Monstera ma nawet swój dzień na Instagramie - poniedziałek. Hasztagiem #monsteramonday oznaczono już blisko 140 tysięcy postów!
Polowanie na olbrzyma
Gdziekolwiek się pojawią, natychmiast znikają. Wyprzedają się w mgnieniu oka. Jak zdobyć dorodny okaz? Najlepiej kupić od kogoś, kto pozbywa się rośliny, dając ogłoszenie przez internet lub podczas garażowej wyprzedaży. Wtedy mamy pewność, że była odpowiednio przechowywana.
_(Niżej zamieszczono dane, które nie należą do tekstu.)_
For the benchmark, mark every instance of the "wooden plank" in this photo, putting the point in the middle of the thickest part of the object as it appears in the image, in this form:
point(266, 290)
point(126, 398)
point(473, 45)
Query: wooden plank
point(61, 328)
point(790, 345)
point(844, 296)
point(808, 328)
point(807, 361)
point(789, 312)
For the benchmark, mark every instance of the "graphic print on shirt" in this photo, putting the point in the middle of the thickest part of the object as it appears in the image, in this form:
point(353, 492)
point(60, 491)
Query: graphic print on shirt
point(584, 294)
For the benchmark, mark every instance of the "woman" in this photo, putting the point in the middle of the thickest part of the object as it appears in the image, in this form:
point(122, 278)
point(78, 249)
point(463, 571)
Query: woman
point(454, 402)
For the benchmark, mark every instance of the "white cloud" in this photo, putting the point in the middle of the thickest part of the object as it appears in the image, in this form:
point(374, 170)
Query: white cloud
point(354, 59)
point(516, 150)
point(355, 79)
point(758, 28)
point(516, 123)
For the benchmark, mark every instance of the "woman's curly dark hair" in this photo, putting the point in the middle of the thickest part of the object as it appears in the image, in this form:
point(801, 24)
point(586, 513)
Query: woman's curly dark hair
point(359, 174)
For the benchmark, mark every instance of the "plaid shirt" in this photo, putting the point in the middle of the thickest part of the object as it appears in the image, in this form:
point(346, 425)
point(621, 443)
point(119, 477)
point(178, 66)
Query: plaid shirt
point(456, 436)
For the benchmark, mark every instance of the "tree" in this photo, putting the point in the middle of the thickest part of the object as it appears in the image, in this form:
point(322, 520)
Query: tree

Zakup w markecie może przynieść więcej kłopotów niż satysfakcji. Takie egzemplarze są "produkowane" w pośpiechu, w idealnych szklarniowych warunkach, przez co trudno aklimatyzują się w mieszkaniach.
Jej wysokość
Jaką roślinę wybrać? Weź pod uwagę warunki w mieszkaniu i przestrzeń, którą dysponujesz. Większość dużych gatunków pochodzi z krajów tropikalnych, najlepiej czują się tam, gdzie mają dużo światła i stale wilgotne podłoże. Narażone na chłód i przeciąg gubią liście. Kup egzemplarz średniej wielkości, taki łatwiej dostosować do wnętrza. Pielęgnacja umiarkowanie dużej rośliny sprawia mniej problemów, a podglądanie, jak rośnie, będzie dodatkowo cieszyć.
Duże jest piękne
Zalety roślin w rozmiarze XL? Pomagają oryginalnie wypełnić pustą przestrzeń w domu. Mogą być główną atrakcją wnętrza! Jednocześnie są na tyle wyrośnięte, że nie potrzebują codziennej pielęgnacji, zwłaszcza ciągłego podlewania. Mój ulubiony "gigant" to bananowiec, który dosłownie rośnie w oczach. Jeśli zapewnić mu znaczną ilość światła (najlepiej czuje się w pobliżu okna), a także sporą wilgotność podłoża (nie wolno dopuścić do całkowitego wyschnięcia ziemi), wypuszcza nawet jeden olbrzymi, soczyście zielony liść tygodniowo. Lubię przysiąść obok niego i złapać chwilę oddechu.